Nielsen: Radio Is The Answer To Political Campaign Reach


In findings that could reshape how the modern political campaign is run, a new Nielsen study shows the substantial impact of radio on elections. The study, in partnership with Cumulus Media, iHeartMedia, and Audacy, reveals that early deployment of AM/FM ads significantly enhances reach, particularly among undecided voters.

The study found that AM/FM outperforms both television and connected TV in reaching voters across all segments, notably among independent and unaffiliated voters. This challenges the conventional use of radio for targeting narrow segments or last-minute “get out the vote” efforts, suggesting its effectiveness as a broad-scale media strategy akin to TV.

Nielsen Vote Exceed TV

Allocating 20% of the political campaign media budget to traditional radio not only recovers lost voter reach from previous campaigns but also significantly boosts overall voter engagement. This is especially true for key demographics such as undecided voters, light TV viewers, Gen Xers, and Millennials.

Nielsen Election Light-TV

Nielsen highlighted successful political campaigns, including high-profile races with Senator John Fetterman and Senator Raphael Warnock, that leveraged AM/FM early and frequently, achieving remarkable gains in voter reach. These campaigns saw double-digit growth in incremental reach, winning narrow-margin races by engaging voters not reached by TV or CTV.

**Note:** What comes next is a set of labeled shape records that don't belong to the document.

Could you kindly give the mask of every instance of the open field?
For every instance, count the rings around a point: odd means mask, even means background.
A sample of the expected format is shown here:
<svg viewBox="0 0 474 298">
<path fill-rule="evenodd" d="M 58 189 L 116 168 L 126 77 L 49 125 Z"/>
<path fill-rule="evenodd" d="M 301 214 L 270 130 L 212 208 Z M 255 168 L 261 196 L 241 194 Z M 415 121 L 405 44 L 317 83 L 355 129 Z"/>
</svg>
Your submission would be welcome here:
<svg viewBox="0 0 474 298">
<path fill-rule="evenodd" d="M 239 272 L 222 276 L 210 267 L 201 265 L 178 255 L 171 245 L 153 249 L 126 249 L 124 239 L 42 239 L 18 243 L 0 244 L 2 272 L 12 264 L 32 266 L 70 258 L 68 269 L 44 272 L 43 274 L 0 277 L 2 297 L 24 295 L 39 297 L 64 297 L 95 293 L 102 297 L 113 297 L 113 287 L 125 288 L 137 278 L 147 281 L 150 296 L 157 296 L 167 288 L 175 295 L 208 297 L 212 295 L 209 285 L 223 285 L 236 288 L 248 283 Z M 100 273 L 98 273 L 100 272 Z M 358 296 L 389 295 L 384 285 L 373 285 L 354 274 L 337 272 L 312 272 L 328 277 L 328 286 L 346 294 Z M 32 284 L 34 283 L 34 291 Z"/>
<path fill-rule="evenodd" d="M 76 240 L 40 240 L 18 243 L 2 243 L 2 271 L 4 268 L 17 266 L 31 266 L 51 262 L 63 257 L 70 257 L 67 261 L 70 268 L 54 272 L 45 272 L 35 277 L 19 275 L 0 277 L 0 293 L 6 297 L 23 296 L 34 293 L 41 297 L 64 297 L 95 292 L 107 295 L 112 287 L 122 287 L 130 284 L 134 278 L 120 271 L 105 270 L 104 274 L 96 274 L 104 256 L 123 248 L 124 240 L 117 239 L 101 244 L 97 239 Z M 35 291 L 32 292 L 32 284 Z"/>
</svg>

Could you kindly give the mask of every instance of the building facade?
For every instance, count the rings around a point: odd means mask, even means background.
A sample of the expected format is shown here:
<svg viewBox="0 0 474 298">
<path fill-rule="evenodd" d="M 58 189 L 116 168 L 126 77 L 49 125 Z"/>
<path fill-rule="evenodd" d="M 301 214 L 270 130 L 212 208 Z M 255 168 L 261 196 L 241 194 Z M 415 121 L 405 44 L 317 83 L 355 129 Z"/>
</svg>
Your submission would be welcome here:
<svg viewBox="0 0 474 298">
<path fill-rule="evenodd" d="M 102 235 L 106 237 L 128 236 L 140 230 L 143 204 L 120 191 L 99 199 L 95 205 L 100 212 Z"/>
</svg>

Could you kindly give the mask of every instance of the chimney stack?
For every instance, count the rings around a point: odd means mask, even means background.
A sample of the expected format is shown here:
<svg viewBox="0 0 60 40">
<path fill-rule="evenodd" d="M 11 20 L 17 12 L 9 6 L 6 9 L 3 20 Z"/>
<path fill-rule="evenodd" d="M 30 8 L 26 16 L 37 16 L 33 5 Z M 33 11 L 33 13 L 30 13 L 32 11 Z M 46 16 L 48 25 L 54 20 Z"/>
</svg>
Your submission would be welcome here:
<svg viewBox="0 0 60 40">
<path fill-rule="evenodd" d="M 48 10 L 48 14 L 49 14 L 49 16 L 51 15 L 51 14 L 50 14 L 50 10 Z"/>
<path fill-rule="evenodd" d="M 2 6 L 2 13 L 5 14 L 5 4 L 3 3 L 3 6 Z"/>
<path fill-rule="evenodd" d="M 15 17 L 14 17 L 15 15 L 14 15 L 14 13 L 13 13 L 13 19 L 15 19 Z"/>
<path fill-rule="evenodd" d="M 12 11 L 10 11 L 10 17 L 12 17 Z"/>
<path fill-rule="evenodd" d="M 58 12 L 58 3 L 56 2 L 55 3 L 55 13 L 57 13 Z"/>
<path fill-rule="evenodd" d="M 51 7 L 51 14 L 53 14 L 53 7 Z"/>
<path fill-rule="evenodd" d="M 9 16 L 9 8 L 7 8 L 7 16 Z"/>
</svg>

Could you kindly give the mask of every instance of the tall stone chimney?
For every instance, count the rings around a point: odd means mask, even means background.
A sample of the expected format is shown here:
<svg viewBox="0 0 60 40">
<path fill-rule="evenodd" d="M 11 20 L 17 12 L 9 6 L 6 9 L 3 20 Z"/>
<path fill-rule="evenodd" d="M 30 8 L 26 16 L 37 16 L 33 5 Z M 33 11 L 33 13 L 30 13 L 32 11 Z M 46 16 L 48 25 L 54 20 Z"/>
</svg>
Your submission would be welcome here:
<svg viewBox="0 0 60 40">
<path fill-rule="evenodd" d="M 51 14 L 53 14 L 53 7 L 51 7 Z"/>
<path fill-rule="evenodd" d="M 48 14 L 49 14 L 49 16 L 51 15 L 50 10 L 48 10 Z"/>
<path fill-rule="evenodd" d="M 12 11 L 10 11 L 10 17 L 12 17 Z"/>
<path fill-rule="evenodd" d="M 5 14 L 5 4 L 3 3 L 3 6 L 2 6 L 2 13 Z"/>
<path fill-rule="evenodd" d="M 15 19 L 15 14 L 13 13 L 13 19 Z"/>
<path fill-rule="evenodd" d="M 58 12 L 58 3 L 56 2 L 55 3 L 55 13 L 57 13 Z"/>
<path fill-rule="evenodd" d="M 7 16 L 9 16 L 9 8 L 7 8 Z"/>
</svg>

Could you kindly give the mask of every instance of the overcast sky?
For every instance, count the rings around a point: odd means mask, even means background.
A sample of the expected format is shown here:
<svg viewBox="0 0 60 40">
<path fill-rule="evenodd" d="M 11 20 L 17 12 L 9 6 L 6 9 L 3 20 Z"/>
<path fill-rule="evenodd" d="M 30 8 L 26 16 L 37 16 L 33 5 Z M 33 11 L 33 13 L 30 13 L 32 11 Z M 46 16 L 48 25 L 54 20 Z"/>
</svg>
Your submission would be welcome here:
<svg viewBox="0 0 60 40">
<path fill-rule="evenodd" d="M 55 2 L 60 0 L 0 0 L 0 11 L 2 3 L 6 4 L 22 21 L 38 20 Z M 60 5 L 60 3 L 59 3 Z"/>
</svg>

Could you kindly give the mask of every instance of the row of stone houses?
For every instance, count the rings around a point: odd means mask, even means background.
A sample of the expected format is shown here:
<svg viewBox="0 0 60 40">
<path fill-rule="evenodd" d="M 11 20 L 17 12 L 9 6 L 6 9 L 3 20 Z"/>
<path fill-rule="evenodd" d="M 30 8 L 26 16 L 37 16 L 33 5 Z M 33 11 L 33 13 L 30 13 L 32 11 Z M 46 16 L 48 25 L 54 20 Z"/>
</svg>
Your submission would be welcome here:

Nielsen AM FM Unique Races

Analysis revealed that repeating the same TV, digital, and CTV advertising mix from the previous year results in a 12% drop in voter reach.

Contrary to the belief that CTV and digital platforms can compensate for TV’s diminishing reach, the study showed that these platforms only provide modest increases in voter reach. Even more important is how increasing the proportion of CTV/digital in media plans actually lowers voter reach.

By integrating AM/FM radio into their strategies, campaigns can significantly enhance their reach and impact, especially in today’s fragmented media landscape.